Yes, that might give you better performance. We normally don't prefer XFX, but that's an excellent price for a 4870. I say go for it.


----------



## karg (Aug 4, 2009)

thank you you have been a big help i hope to order it this weekend & get it soon
also how hard is it to install a power supply ?


----------



## Phædrus241 (Mar 28, 2009)

Not very hard. Easiest way:

Turn off and unplug the computer. 
Set the computer on its side on a hard surface (NOT CARPET)
Unscrew the current power supply and set it aside, still attached to everything
Put the new power supply next to it
Trace the cables from the old PSU, find the equivalent cable on the new one, and swap them. Bear in mind that the new PSU will have plugs that break apart into smaller ones (8 pin into two 4 pins, 24 pin into 20 pin, 8 pin into 6 pin, etc.).
Repeat until old PSU is completely unplugged.
Place the new PSU in the case and screw it in.

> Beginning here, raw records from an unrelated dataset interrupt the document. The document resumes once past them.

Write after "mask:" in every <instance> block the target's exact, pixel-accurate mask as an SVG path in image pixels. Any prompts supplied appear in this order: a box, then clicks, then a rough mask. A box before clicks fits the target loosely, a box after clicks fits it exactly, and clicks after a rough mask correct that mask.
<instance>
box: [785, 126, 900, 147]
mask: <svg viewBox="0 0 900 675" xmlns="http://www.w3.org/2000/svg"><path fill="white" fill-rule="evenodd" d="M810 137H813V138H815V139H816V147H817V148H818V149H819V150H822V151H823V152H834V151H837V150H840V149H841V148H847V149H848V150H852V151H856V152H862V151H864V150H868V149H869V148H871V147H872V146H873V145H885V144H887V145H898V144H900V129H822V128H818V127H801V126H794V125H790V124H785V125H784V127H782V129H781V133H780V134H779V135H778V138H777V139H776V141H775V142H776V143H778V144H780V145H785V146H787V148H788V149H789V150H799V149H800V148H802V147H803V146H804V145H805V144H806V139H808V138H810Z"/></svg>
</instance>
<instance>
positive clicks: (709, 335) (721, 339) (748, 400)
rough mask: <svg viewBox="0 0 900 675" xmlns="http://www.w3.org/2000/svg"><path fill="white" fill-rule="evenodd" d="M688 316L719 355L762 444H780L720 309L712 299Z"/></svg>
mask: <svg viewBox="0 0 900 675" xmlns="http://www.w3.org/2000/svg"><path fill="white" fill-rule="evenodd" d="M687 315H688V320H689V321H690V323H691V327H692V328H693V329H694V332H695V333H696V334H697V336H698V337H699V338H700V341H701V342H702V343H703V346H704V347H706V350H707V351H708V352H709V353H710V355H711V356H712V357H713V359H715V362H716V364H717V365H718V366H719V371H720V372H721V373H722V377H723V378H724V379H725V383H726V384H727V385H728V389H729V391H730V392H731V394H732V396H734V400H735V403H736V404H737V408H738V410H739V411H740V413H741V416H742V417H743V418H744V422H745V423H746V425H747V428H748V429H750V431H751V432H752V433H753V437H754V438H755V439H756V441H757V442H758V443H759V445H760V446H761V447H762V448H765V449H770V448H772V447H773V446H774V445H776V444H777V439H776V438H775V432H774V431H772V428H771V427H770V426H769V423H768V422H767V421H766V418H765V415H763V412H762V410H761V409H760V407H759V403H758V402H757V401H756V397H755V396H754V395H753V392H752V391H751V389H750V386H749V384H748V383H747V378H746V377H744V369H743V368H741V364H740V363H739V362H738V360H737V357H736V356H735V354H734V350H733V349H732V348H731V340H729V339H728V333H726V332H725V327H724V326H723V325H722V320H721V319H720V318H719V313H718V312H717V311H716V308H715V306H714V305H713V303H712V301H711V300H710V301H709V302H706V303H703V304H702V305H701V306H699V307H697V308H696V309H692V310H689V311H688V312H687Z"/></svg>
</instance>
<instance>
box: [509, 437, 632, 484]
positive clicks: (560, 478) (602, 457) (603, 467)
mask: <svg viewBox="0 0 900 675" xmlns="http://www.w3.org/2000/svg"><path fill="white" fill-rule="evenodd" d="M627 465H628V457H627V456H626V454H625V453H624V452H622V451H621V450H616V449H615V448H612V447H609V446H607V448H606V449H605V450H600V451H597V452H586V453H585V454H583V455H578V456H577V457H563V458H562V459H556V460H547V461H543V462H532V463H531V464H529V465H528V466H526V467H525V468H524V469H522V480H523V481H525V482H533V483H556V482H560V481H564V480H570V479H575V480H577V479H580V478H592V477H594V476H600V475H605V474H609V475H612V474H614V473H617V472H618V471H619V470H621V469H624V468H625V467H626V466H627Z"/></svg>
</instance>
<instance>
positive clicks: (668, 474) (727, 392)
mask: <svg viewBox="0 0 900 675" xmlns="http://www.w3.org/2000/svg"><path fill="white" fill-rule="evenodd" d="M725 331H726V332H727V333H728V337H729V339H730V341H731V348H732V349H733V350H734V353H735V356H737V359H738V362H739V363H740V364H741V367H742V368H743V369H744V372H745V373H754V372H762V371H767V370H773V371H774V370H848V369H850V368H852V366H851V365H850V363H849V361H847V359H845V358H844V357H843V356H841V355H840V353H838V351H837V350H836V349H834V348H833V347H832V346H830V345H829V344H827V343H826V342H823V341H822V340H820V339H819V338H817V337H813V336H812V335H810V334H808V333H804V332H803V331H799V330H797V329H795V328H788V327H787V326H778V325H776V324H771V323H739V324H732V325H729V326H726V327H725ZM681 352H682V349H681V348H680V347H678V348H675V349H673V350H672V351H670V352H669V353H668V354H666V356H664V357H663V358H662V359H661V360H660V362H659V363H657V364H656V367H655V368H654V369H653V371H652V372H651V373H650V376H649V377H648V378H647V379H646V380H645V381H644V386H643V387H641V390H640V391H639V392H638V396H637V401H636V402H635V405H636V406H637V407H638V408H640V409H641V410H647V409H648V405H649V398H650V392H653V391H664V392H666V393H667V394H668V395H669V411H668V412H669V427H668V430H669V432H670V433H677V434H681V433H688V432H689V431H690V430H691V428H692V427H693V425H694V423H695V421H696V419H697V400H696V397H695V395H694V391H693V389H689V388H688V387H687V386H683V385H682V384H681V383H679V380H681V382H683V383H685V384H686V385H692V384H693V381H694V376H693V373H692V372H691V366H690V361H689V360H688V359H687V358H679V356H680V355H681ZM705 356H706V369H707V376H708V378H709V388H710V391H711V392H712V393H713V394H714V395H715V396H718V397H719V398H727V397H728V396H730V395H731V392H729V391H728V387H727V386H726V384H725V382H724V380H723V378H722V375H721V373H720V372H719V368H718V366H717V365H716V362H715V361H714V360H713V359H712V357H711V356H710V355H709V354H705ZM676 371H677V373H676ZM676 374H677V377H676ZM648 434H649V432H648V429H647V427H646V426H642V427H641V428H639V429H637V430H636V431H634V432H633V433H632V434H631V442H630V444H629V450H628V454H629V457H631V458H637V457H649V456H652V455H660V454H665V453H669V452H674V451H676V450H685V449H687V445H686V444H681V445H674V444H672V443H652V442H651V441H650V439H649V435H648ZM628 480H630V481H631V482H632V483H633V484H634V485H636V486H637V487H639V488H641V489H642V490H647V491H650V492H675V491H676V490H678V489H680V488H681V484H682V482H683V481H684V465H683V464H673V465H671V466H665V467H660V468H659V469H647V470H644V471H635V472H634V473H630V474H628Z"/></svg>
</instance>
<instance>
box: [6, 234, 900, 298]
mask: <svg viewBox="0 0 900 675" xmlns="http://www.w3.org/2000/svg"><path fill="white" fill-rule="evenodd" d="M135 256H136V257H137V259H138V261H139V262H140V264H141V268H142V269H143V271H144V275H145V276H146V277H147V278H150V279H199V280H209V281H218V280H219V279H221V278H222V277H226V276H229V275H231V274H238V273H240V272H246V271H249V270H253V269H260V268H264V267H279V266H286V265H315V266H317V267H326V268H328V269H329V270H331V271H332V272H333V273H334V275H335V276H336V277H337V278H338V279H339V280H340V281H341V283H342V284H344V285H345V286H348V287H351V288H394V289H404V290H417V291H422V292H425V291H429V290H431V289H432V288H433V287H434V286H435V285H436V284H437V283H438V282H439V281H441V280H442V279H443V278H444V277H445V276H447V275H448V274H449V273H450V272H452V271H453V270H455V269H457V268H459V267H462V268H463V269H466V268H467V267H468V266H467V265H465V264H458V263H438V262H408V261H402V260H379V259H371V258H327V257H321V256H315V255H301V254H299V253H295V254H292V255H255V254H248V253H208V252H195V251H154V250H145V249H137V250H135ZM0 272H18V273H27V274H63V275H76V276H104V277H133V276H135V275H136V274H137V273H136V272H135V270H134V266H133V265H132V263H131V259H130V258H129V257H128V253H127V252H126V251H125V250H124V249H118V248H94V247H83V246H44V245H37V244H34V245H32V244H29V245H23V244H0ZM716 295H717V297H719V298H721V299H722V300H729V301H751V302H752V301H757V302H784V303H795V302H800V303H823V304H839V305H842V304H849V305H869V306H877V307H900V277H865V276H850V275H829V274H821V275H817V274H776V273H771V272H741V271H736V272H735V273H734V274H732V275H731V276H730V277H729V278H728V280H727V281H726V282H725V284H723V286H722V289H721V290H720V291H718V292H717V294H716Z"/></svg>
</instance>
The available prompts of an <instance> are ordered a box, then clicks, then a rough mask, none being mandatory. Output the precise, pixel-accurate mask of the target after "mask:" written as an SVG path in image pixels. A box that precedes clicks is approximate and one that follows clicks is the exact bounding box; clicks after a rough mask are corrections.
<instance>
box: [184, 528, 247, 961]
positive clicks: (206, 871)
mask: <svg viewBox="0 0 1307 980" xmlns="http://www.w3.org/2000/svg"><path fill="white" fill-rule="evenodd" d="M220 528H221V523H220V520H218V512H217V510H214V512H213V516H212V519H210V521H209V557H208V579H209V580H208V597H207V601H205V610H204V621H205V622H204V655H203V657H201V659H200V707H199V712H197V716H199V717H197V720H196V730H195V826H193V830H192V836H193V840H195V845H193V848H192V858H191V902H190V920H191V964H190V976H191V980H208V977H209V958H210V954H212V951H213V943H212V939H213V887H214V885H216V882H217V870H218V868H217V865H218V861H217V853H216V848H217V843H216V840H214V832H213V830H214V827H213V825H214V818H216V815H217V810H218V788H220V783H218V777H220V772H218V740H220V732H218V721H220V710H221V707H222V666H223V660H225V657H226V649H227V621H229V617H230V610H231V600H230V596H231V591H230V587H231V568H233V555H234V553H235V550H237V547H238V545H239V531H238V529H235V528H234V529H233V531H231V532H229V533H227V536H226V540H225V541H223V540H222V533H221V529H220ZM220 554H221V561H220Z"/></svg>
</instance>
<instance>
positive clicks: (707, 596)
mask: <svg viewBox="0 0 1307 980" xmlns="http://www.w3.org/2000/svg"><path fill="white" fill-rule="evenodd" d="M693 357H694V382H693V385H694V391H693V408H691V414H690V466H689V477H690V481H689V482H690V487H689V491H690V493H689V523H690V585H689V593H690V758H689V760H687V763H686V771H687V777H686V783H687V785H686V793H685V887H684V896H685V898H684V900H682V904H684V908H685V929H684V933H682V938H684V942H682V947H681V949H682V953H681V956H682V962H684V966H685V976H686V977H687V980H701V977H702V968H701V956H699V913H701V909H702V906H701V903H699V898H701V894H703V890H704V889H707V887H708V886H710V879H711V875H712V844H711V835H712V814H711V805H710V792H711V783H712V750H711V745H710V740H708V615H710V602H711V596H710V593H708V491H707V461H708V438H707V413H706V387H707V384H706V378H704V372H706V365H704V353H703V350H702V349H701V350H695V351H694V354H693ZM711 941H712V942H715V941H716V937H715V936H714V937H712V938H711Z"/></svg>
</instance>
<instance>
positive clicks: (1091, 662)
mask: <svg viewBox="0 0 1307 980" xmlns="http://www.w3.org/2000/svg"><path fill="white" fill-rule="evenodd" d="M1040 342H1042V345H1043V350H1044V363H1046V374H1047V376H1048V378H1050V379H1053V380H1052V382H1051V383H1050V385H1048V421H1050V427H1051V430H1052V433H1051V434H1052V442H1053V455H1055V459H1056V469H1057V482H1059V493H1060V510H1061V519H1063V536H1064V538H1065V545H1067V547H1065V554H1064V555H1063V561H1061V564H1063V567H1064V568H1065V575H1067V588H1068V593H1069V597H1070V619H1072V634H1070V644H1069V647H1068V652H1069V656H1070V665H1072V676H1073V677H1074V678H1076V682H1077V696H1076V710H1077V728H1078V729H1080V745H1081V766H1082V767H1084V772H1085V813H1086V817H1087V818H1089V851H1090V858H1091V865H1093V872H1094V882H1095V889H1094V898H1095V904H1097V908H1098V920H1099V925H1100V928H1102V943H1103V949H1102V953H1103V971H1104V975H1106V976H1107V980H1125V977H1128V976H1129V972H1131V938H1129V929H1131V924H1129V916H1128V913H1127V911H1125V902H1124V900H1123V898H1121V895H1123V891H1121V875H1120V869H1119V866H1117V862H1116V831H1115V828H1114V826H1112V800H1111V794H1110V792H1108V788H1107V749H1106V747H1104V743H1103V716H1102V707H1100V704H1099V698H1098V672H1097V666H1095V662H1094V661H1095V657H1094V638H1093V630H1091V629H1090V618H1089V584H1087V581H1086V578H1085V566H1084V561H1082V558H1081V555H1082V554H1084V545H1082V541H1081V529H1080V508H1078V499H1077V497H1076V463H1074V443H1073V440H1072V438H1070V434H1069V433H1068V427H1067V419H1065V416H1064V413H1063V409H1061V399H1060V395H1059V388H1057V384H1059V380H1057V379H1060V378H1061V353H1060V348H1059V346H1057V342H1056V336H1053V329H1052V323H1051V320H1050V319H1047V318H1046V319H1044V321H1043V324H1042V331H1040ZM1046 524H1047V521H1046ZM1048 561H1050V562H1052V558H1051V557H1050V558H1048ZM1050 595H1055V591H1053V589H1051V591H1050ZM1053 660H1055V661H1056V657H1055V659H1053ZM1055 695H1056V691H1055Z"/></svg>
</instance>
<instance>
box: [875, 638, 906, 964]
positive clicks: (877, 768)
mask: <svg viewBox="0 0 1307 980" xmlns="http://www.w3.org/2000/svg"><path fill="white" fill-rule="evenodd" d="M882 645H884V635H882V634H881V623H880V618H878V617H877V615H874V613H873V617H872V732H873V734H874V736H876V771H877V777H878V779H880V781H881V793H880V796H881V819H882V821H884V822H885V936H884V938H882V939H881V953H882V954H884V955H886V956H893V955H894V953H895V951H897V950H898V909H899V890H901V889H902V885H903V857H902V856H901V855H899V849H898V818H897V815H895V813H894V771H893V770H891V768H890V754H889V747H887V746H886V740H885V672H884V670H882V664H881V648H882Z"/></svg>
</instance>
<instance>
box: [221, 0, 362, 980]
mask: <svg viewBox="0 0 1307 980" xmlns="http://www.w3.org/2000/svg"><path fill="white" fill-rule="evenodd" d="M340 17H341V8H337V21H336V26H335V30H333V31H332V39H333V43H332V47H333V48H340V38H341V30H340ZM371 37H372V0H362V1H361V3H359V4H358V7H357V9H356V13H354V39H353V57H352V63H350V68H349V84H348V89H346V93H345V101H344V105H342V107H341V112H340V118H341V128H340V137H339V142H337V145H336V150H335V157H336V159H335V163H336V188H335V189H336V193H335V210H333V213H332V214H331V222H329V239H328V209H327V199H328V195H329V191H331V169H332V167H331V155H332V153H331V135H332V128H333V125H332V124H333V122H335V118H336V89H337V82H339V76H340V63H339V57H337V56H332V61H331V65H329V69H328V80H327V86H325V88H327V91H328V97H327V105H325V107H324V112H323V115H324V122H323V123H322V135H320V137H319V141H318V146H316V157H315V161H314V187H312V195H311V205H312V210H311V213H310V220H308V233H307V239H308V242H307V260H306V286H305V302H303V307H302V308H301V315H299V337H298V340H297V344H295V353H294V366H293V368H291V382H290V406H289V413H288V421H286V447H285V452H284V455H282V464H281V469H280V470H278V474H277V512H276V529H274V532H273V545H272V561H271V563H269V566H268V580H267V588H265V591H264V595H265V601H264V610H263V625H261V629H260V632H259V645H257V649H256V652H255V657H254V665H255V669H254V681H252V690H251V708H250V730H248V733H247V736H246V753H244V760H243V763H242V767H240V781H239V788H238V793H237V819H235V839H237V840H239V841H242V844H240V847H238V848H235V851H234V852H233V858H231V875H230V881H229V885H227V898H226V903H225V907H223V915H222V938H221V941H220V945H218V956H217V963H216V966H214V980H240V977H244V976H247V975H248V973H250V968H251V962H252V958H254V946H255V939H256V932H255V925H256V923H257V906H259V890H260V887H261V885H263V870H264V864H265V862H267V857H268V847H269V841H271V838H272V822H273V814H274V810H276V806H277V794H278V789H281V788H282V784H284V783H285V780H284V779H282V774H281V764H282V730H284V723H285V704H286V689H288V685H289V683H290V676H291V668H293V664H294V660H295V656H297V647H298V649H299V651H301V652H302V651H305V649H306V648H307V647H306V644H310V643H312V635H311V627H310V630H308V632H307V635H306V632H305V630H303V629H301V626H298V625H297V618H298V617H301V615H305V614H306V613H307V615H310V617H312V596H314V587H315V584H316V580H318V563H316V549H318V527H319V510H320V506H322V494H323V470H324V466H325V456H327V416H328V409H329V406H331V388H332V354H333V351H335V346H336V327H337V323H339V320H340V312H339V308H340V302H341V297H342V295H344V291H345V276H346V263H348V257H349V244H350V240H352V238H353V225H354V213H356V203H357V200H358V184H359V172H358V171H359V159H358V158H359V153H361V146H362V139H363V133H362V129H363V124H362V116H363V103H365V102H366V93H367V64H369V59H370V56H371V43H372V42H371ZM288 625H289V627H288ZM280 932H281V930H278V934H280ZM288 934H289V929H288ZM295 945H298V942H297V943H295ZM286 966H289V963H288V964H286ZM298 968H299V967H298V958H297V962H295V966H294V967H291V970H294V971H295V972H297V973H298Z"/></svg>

Then to install the graphics card, unscrew the old one from the case, use one hand to hold back the plastic locking bit on the slot, and lift the card out with the other hand. Then place the new card in its place and screw it in. Connect the two 6-pin PCIe power connectors from the PSU.


----------



## karg (Aug 4, 2009)

Thanks will keep that in mind again you have all been very helpful thanks alotray:


----------